C’est une première étape mais il est recommandé de se faire accompagner par des professionnels. La plateforme gouvernementale Cybermalveillance.gouv.fr référence plus de 800 prestataires de proximité. Il existe un réseau de 10 000 partenaires Microsoft en France qui peuvent aussi vous accompagner.
Pour finir, il est essentiel d’avoir un plan de sauvegarde pour assurer la reprise de l’activité dans les meilleurs délais.
Thierry Piton, selon votre expérience quels sont les réflexes à avoir pendant mais aussi après la cyberattaque ? Quelle expertise l’assureur peut-il apporter aux entrepreneurs, notamment pour éviter les attaques suivantes ?
Il est important de réagir le plus tôt possible en décelant les indices de compromission qui montrent qu’une cyberattaque est en cours. Le premier réflexe est alors de déconnecter du réseau la machine suspecte sans l’éteindre ni la redémarrer pour préserver les preuves numériques. Le second reflexe est d’appeler son assureur pour lancer l’intervention immédiate d’un expert qui va accompagner la mise en place des premières mesures d’urgence puis coordonner la phase de remédiation et de reconstruction du SI. Enfin, il faudra déposer plainte, et notifier la CNIL en cas de violation de données personnelles dans un délai de 72h.
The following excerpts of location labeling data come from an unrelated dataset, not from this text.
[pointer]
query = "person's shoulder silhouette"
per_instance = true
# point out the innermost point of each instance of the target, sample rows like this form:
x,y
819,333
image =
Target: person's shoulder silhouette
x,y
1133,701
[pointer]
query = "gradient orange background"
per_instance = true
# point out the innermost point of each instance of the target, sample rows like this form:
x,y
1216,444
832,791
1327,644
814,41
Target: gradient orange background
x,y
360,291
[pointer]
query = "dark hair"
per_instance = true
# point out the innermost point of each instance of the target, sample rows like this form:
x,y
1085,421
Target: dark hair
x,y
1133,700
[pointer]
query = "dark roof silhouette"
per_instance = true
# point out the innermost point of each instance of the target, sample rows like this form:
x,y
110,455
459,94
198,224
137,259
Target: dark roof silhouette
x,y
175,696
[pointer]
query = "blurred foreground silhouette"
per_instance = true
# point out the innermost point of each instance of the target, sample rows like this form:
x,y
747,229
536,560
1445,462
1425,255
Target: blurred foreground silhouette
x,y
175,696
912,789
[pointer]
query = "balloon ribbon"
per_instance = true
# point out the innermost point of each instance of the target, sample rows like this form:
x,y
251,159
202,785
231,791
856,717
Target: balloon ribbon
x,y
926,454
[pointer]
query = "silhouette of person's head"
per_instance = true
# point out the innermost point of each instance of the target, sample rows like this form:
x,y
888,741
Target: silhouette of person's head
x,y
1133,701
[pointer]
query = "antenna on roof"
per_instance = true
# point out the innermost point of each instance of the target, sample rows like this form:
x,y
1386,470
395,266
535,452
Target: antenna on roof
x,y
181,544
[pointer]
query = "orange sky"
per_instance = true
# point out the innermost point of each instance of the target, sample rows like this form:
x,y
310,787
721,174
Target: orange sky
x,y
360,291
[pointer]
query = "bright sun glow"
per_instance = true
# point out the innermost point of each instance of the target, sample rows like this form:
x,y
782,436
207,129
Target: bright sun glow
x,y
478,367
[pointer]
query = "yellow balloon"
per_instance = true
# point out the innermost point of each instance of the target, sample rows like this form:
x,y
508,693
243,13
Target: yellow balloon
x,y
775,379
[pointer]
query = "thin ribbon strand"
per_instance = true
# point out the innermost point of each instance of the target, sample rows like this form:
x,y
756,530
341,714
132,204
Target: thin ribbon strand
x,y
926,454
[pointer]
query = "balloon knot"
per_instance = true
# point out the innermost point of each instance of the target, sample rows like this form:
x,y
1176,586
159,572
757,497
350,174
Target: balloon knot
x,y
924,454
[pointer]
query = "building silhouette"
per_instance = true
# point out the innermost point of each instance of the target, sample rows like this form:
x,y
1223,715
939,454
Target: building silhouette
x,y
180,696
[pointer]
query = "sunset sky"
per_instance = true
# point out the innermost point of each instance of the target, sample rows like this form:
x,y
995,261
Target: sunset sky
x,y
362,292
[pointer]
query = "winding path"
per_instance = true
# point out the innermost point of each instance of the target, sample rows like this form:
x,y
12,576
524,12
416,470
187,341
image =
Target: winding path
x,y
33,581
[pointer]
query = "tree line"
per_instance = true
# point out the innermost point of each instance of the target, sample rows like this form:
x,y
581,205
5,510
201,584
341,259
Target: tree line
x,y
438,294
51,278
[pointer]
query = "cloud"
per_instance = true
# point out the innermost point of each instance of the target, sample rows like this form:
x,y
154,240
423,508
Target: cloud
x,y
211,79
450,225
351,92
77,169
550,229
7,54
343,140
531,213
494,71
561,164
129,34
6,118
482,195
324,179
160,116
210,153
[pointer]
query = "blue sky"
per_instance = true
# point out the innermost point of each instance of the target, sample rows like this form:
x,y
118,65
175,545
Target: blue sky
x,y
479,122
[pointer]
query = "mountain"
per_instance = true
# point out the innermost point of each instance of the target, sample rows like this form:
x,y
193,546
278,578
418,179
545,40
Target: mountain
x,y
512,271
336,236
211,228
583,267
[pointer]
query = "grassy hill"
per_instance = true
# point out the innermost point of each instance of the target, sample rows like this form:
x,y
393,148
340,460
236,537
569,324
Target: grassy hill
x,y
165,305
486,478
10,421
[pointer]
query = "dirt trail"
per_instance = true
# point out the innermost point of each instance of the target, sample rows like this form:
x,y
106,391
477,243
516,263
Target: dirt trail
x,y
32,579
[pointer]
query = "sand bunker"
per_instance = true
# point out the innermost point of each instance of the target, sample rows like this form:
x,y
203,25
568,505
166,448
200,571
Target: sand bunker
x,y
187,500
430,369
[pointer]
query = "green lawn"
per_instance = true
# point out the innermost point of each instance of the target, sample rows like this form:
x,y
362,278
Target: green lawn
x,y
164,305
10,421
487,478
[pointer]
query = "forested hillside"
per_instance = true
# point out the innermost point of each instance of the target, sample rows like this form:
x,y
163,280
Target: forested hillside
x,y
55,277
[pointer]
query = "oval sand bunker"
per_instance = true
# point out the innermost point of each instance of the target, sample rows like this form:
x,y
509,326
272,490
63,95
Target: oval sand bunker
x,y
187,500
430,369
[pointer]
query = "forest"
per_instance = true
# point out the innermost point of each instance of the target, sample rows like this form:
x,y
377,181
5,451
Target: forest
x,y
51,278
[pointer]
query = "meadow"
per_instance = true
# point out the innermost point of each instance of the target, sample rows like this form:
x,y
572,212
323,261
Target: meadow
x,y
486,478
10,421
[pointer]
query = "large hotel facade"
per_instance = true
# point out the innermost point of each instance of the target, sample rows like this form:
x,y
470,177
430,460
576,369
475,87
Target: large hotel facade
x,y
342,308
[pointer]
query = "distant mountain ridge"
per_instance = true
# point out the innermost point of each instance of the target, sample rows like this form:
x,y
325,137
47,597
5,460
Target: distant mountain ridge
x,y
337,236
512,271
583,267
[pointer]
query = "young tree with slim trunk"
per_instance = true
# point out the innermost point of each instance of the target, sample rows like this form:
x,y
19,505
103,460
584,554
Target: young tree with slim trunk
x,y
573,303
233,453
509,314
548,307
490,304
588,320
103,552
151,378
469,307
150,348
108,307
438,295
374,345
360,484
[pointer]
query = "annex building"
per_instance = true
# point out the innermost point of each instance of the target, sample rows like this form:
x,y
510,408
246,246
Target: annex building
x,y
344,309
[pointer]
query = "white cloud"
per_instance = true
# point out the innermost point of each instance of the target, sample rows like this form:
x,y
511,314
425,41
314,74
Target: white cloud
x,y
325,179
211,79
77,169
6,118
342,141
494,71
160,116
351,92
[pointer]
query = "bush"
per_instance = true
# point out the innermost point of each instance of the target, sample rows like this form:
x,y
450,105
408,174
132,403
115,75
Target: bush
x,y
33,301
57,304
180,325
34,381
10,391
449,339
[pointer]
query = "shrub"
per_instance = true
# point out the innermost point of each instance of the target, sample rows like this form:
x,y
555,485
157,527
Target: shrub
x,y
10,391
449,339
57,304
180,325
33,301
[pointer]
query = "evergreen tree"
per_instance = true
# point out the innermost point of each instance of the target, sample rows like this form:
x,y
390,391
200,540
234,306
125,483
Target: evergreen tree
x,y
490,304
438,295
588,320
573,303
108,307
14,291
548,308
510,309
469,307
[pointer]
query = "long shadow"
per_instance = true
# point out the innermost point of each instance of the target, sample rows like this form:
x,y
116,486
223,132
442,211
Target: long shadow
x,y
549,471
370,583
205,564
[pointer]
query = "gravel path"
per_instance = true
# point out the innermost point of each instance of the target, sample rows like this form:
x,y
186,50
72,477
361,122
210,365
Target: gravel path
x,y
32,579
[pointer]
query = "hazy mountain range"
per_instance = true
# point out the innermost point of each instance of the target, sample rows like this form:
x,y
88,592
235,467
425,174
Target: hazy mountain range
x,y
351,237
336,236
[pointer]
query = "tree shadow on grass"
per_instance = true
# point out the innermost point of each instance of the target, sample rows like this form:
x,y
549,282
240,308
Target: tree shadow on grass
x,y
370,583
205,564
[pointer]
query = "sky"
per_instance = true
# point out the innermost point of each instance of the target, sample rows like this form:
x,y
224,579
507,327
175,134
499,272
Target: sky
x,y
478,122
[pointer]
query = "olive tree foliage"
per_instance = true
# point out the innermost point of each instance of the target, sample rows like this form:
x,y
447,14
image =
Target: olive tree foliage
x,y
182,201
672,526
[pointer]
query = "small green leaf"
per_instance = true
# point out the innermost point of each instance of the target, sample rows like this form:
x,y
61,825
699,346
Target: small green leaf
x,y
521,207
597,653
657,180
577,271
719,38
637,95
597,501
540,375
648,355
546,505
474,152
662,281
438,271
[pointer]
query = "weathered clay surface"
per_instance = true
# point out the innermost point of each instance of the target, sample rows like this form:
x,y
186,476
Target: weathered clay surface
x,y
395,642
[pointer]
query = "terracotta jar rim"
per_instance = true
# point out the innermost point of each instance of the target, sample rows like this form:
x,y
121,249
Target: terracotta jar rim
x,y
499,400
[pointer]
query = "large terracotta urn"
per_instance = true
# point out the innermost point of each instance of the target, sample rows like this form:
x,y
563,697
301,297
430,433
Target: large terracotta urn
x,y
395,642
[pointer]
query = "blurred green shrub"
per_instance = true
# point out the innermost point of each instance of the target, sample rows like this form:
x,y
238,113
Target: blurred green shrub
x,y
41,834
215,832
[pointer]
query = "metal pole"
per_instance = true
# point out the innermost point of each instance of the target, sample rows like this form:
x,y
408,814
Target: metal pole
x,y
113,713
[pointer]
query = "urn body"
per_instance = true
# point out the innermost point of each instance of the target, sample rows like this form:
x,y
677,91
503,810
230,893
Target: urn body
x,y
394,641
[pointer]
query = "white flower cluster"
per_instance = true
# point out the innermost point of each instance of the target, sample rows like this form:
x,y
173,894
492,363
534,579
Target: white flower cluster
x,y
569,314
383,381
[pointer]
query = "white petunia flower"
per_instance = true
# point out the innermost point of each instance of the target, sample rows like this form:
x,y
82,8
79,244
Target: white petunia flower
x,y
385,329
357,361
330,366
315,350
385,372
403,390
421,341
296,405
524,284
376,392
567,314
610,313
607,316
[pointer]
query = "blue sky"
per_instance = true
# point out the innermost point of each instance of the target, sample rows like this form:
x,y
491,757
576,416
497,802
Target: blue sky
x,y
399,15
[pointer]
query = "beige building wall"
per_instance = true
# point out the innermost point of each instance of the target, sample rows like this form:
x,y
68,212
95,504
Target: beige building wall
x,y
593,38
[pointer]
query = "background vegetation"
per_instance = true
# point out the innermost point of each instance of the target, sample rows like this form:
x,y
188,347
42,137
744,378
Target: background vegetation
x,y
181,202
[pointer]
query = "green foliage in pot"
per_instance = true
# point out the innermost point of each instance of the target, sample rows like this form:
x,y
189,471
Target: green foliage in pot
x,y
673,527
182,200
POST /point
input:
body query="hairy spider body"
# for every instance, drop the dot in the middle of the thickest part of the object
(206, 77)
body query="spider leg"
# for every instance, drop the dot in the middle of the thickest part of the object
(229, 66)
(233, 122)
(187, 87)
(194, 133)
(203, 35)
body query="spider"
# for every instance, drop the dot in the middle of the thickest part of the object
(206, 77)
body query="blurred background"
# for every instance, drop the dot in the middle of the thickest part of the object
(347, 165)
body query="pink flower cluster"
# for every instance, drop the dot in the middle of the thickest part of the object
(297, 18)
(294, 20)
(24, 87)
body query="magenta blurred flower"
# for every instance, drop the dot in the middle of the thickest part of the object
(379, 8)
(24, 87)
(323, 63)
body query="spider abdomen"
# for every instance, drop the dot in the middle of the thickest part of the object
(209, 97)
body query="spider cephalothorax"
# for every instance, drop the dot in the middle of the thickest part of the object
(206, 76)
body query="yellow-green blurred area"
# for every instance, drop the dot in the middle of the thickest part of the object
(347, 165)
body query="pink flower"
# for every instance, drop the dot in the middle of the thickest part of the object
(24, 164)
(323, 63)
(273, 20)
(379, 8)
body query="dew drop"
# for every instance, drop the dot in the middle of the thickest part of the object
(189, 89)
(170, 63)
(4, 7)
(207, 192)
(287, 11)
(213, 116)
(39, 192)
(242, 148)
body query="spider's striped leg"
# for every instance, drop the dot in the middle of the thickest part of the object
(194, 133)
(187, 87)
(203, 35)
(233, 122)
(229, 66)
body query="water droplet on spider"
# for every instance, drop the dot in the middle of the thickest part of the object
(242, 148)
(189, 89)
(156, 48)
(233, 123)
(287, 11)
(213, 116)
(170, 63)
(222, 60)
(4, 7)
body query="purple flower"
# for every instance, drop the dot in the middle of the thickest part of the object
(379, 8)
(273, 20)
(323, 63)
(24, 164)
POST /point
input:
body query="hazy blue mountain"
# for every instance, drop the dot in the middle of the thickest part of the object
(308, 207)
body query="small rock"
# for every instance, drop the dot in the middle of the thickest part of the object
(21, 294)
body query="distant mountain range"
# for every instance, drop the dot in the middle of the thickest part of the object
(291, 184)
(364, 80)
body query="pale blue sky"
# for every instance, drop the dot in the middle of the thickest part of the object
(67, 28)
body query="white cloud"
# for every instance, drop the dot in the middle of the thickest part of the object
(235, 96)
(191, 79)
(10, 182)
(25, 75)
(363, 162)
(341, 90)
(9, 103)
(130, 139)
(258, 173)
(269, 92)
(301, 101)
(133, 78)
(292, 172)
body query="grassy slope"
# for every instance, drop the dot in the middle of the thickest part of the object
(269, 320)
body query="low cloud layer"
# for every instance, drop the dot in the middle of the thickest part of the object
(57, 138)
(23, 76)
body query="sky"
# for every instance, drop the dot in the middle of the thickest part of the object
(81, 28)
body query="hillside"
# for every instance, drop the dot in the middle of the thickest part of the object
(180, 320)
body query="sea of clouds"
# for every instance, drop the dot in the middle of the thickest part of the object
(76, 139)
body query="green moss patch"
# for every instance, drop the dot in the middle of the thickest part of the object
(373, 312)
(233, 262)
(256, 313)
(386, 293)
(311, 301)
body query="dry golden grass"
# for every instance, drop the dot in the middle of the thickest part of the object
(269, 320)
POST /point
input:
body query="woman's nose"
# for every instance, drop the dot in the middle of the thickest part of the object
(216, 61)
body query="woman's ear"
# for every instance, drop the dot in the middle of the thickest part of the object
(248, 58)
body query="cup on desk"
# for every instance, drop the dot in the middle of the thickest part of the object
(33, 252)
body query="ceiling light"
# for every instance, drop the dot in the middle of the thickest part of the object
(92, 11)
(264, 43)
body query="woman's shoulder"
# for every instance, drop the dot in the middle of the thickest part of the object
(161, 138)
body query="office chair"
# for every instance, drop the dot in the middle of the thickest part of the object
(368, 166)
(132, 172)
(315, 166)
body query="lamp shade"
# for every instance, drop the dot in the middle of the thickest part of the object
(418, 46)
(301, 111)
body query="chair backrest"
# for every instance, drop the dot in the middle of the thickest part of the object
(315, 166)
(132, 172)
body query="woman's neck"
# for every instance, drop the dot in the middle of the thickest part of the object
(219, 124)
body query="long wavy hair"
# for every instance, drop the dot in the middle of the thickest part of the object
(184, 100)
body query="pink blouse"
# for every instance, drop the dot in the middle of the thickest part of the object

L’assureur a un rôle très important à jouer en termes de prévention car nous formulons des recommandations après sinistre mais nous conseillons également les entreprises en amont de la souscription. Chez AXA France, nous avons ainsi négocié avec des partenaires une offre de services à tarifs préférentiels (audit de cybersécurité, mise en place d’un plan de reprise d’activité, exercices de crise cyber…) visant à corriger les faiblesses et à améliorer la résilience de nos clients.